Adjusted for the selected individual‐level covariates measured at baseline (ie, age, sex, marital status, education, immigration status, household income adequacy, smoking status, smoking pack years, type of drinker, daily consumption of total fruits and vegetables, physical activity, and body mass index) and time‐varying area‐level variables (ie, education, income, percentage of unemployment, percentage of immigrants, indicators for rural/urban and north/south). These effects were estimated using Aalen additive hazards models and scaled by the mean number of follow‐up days (3796 days).
These effects are presented as number of additional cases per 1000 person‐years for every 10 μg/m3 increase in PM2.5 exposure.
The proportions of direct effects and indirect effects through selected mediators.
The effect of PM2.5 on nonaccidental deaths that was not mediated by selected mediators.
The total effect of PM2.5 on nonaccidental deaths mediated by selected mediators.

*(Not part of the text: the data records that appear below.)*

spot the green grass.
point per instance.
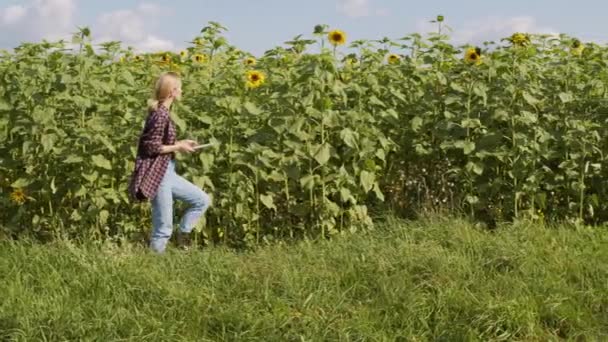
(439, 280)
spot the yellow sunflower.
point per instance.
(18, 196)
(255, 78)
(250, 61)
(199, 58)
(351, 61)
(393, 58)
(577, 48)
(337, 37)
(473, 55)
(520, 39)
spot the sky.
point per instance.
(256, 26)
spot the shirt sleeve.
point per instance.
(152, 137)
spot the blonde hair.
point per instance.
(162, 90)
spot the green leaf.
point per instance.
(126, 75)
(252, 108)
(457, 87)
(307, 182)
(367, 180)
(73, 159)
(346, 196)
(322, 154)
(102, 162)
(349, 138)
(467, 146)
(476, 168)
(417, 123)
(22, 183)
(4, 105)
(53, 187)
(530, 99)
(566, 97)
(268, 201)
(103, 217)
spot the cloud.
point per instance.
(133, 27)
(36, 20)
(354, 8)
(55, 19)
(12, 15)
(495, 28)
(491, 28)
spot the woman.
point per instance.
(154, 176)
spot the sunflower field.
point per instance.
(308, 143)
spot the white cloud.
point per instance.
(354, 8)
(133, 27)
(12, 15)
(38, 19)
(382, 12)
(55, 19)
(490, 29)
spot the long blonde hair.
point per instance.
(162, 90)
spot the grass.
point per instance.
(439, 280)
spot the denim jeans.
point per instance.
(174, 186)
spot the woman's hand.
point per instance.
(186, 145)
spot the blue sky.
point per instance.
(259, 25)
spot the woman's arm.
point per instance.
(152, 138)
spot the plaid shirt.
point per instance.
(150, 165)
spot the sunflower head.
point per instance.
(393, 58)
(250, 61)
(199, 58)
(18, 196)
(336, 37)
(520, 39)
(577, 48)
(351, 61)
(473, 55)
(255, 78)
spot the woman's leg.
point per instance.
(198, 200)
(162, 214)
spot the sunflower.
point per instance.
(473, 55)
(393, 58)
(255, 79)
(351, 61)
(18, 196)
(199, 58)
(337, 37)
(519, 39)
(250, 61)
(577, 48)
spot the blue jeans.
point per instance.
(175, 186)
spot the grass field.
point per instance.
(436, 279)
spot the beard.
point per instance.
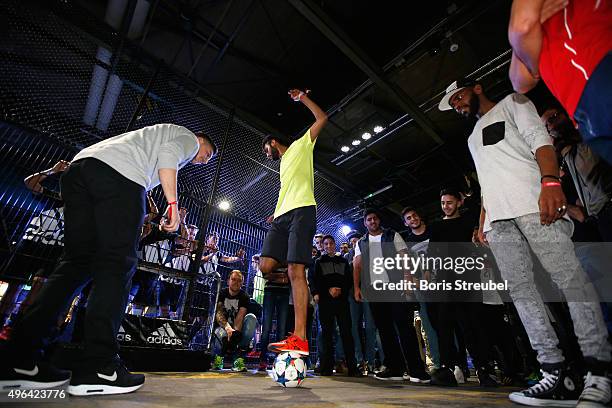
(474, 107)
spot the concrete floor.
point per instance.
(244, 390)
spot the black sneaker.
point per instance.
(113, 379)
(444, 377)
(596, 392)
(419, 377)
(486, 378)
(556, 389)
(32, 375)
(388, 375)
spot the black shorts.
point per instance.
(290, 236)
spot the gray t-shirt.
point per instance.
(503, 145)
(138, 155)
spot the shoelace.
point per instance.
(545, 383)
(596, 388)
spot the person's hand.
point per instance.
(358, 295)
(550, 8)
(335, 292)
(229, 332)
(60, 166)
(479, 238)
(552, 204)
(172, 220)
(297, 94)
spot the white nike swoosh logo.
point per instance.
(108, 377)
(31, 373)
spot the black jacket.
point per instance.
(332, 272)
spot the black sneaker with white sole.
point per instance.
(419, 377)
(596, 392)
(388, 375)
(112, 379)
(555, 389)
(31, 375)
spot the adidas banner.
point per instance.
(149, 332)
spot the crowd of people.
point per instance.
(538, 215)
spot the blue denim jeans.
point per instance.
(249, 325)
(361, 317)
(593, 110)
(274, 300)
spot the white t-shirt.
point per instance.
(376, 252)
(503, 145)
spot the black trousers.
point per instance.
(395, 324)
(103, 213)
(445, 316)
(330, 311)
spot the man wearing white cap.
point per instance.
(524, 208)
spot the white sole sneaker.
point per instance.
(520, 398)
(30, 385)
(99, 389)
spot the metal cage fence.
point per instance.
(69, 81)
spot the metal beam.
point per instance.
(340, 39)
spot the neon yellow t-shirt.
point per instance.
(297, 176)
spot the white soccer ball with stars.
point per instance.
(289, 370)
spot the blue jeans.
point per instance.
(593, 110)
(362, 316)
(249, 325)
(274, 300)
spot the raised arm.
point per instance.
(525, 33)
(33, 181)
(318, 113)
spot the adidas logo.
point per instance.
(123, 336)
(165, 335)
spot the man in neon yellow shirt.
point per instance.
(289, 240)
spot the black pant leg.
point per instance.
(72, 272)
(382, 313)
(403, 316)
(442, 319)
(343, 315)
(119, 209)
(328, 327)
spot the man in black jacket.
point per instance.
(332, 283)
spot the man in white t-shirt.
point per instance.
(393, 315)
(525, 209)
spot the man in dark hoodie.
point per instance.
(332, 283)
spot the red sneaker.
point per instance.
(291, 343)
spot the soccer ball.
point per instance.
(289, 370)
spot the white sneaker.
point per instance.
(459, 375)
(596, 392)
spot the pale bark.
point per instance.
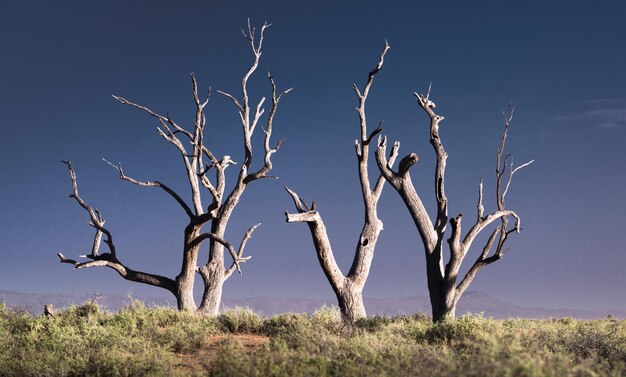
(193, 150)
(349, 288)
(442, 278)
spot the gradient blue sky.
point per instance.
(561, 62)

The effect mediated through the first mediator (ie, incidence of diabetes) alone.
The effect mediated through the second mediator (ie, incidence of AMI, stroke, or combined) alone.
The effect mediated through the interaction between the 2 mediators.
A composite indicator of incident AMI and stroke (whichever occurred first).
Sensitivity Analysis
In the sensitivity analyses, the proportions mediated overall remained consistent with those observed in the main analysis (Table S4). For example, the sensitivity analyses with incidence of diabetes and cardiovascular events evaluated as mediators showed that the proportions mediated by these 2 conditions ranged from 30% to 34%. However, the proportion mediated by diabetes was slightly attenuated with the further adjustment for a linear term for time.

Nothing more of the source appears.